Les accords consonants sonnent de façon harmonieuse et agréable pour les oreilles occidentales, tandis que les accords dissonants sonnent de façon discordante et suscitent un sentiment de tension. Il a été prouvé que la quantité de consonance ou de dissonance dans un accord affecte l’humeur d’une personne, et certaines études montrent que même les amateurs de musique reconnaissent les accords dissonants comme « tristes » et les accords consonants comme « heureux ». Aucune connaissance musicale explicite n’est nécessaire pour reconnaître la différence ; il a été démontré que le degré de dissonance d’un morceau de musique crée des effets biochimiques chez l’auditeur associés à différents états émotionnels agréables ou désagréables.

Histoire et études modernes

L’effet des accords consonants et dissonants sur l’auditeur est reconnu dans la musique occidentale au moins depuis le mathématicien grec Pythagore, au Ve siècle avant Jésus-Christ. Des recherches psychologiques récentes ont montré que même les nourrissons de 4 mois préfèrent la musique consonante à la musique dissonante. Cependant, les chercheurs ne savent pas si cette reconnaissance est un trait acquis ou inhérent, car les études menées sur des personnes issues de cultures non occidentales ont donné des résultats variés, et les études sur des espèces non humaines telles que les chimpanzés et les poussins ne sont pas non plus concluantes.

Les accords musicaux sont constitués de deux ou plusieurs tons qui sonnent ensemble, et la consonance/dissonance est le résultat de la comparaison des fréquences sonores des notes jouées. Ce phénomène a été reconnu pour la première fois par le scientifique et philosophe allemand du XIXe siècle, Herman von Helmholtz. Les combinaisons de sons musicaux consonantes et agréables à entendre sont celles qui présentent des rapports de fréquence simples, comme l’octave, dans laquelle la fréquence du son inférieur est égale à la moitié de la fréquence du son supérieur (1:2) ; la quinte parfaite avec un rapport de 2:3 ; et la quarte parfaite à 3:4. Les intervalles très dissonants tels que la seconde mineure (15:16) ou la quarte augmentée (32:45) ont des rapports de fréquence beaucoup plus complexes. En particulier, la quarte augmentée, appelée triton, est ce que le Moyen Âge appelait le « diable en musique ».

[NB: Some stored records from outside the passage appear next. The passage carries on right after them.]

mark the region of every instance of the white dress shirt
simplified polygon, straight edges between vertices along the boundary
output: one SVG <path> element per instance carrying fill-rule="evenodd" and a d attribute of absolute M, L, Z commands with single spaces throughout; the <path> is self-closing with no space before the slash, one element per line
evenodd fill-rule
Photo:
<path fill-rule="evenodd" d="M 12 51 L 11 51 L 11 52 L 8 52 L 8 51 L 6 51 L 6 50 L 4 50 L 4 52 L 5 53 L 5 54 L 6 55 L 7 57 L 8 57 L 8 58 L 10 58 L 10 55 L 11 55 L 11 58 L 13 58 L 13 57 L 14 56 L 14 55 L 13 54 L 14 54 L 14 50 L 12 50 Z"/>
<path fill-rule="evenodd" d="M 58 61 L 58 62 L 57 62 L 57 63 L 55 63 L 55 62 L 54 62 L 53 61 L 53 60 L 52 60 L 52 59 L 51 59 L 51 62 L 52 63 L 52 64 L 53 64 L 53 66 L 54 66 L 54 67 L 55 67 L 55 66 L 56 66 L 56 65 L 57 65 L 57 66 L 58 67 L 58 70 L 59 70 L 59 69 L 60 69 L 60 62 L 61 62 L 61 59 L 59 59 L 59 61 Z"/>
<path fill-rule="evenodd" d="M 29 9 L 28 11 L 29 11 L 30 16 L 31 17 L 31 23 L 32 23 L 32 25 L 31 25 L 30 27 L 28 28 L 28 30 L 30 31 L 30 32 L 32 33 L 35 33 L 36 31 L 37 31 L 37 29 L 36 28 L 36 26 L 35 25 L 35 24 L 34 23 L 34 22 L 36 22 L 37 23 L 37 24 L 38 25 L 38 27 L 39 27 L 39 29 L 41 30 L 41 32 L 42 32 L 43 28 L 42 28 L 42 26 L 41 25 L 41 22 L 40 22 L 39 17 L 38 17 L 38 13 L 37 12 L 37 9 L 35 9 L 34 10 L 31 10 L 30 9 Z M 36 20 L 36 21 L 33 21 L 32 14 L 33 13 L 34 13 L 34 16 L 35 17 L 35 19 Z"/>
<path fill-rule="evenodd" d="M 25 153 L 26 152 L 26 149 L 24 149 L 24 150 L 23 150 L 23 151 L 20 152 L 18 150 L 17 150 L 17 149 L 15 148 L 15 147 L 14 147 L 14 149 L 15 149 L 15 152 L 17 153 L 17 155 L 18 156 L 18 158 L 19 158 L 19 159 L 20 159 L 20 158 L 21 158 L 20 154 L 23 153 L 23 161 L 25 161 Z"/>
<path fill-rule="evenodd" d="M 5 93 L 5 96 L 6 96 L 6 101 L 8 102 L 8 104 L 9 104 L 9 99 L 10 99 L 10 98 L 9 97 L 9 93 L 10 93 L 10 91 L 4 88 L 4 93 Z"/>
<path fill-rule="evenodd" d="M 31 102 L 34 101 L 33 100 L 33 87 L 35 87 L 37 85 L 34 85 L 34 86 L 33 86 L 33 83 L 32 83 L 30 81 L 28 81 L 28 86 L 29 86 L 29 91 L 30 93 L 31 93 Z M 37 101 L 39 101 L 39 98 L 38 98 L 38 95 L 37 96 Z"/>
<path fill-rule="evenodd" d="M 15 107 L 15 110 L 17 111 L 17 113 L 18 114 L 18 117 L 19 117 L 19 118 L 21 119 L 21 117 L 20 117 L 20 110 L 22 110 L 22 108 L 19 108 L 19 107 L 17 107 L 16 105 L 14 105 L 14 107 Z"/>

Accords dissonants et consonants

Dans la musique occidentale, les intervalles suivants sont considérés consonne:

  • Tierce mineure-Par exemple de C à Eb
  • Tierce majeure-par exemple de Do à Mi
  • Quatrième parfaite – Par exemple, de Do à Fa
  • Quinte parfaite – Par exemple, de Do à Sol
  • Sixième mineure – Par exemple, de Do à Ab
  • Sixième majeure – Par exemple, de Do à La
  • Octave – Par exemple, de Do à Do

D’autre part, ces intervalles sont considérés comme étant dissonants :

  • Mineure seconde-Par exemple de C à Db
  • Majeure seconde-par exemple de Do à Ré
  • Septième mineure-Par exemple de C à Bb
  • Septième majeure – Par exemple, de Do à Si.
  • Triton – Par exemple, de Do à Fa# ; également connu sous le nom de quarte augmentée ou de quinte diminuée, le triton a un intervalle de 3 pas entiers.

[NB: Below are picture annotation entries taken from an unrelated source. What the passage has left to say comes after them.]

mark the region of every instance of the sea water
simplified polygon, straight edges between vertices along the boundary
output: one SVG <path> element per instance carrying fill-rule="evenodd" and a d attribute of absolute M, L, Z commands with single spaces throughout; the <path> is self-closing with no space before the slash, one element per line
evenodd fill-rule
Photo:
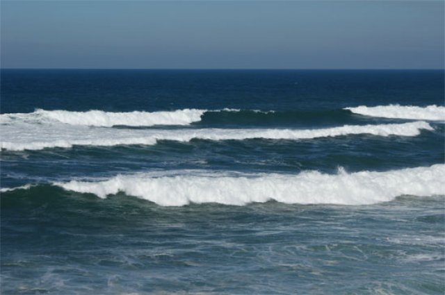
<path fill-rule="evenodd" d="M 1 294 L 443 294 L 444 78 L 1 70 Z"/>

Le plus souvent, la dissonance est résolue en passant à un accord consonant. Cela permet à la sensation initiale de tension créée par les accords dissonants d’atteindre une résolution. Le terme courant pour cela est tension et publier. Cependant, la dissonance n’a pas toujours besoin d’être résolue, et la perception des accords comme dissonants a tendance à être subjective.